L’omicidio della donna rappresentò, alla luce delle complessive emergenze investigative e probatorie, il tragico epilogo di una delle più gravi vicende criminali verificatesi sul territorio di Torre Annunziata, ovvero quella relativa al sistematico abuso e stupro di diversi bambini a opera di una organizzazione di pedofili attiva nel così detto quartieri dei “Poverelli”. I fatti furono compiutamente documentati a seguito della denuncia di tre madri, i cui figli erano caduti nella rete dei pedofili. Tra le denuncianti un ruolo di assoluta protagonista venne assunto da Matilde Sorrentino, per questo detta “mamma coraggio”, le cui dichiarazioni vennero acquisite sia nella fase delle indagini preliminari, sia nelle udienze celebratisi innanzi al Tribunale di Torre Annunziata, all’esito delle quali, con sentenza emessa il 9 giugno 1999, vennero condannati a pesanti pene detentive 17 dei 19 imputati, tra cui Tamarisco Francesco, poi assolto in appello. Il 26 ed il 27 luglio 1999, nell’arco di appena dodici ore, vennero trucidati a Torre Annunziata, due soggetti ritenuti tra i principali partecipi della turpe associazione dedita al sistematico stupro dei minorenni, Falanga Ciro e Sansone Pasquale nel frattempo rimessi in libertà per decorrenza dei termini di custodia cautelare, benché condannati alla pena di 15 e 13 anni di reclusione.
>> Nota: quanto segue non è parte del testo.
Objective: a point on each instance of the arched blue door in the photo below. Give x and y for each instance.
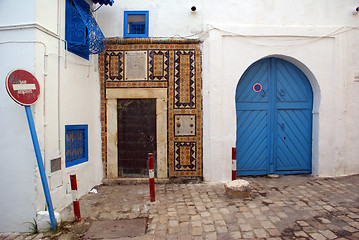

Nel corso delle recenti indagini a carico del Tamarisco Francesco – capo dell’omonimo gruppo criminale detto dei “Nardiell’, con base a Torre Annunziata ed operante nell’ambito del traffico dei narcotici – è stata complessivamente acquisita una cifra gravemente indiziaria tanto da ritenerlo il mandante e l’organizzatore dell’omicidio di Matilde SORRENTINO. L’arrestato nutriva gravi ragioni di astio e di risentimento nei confronti della SORRENTINO, in quanto la donna aveva osato denunciarlo.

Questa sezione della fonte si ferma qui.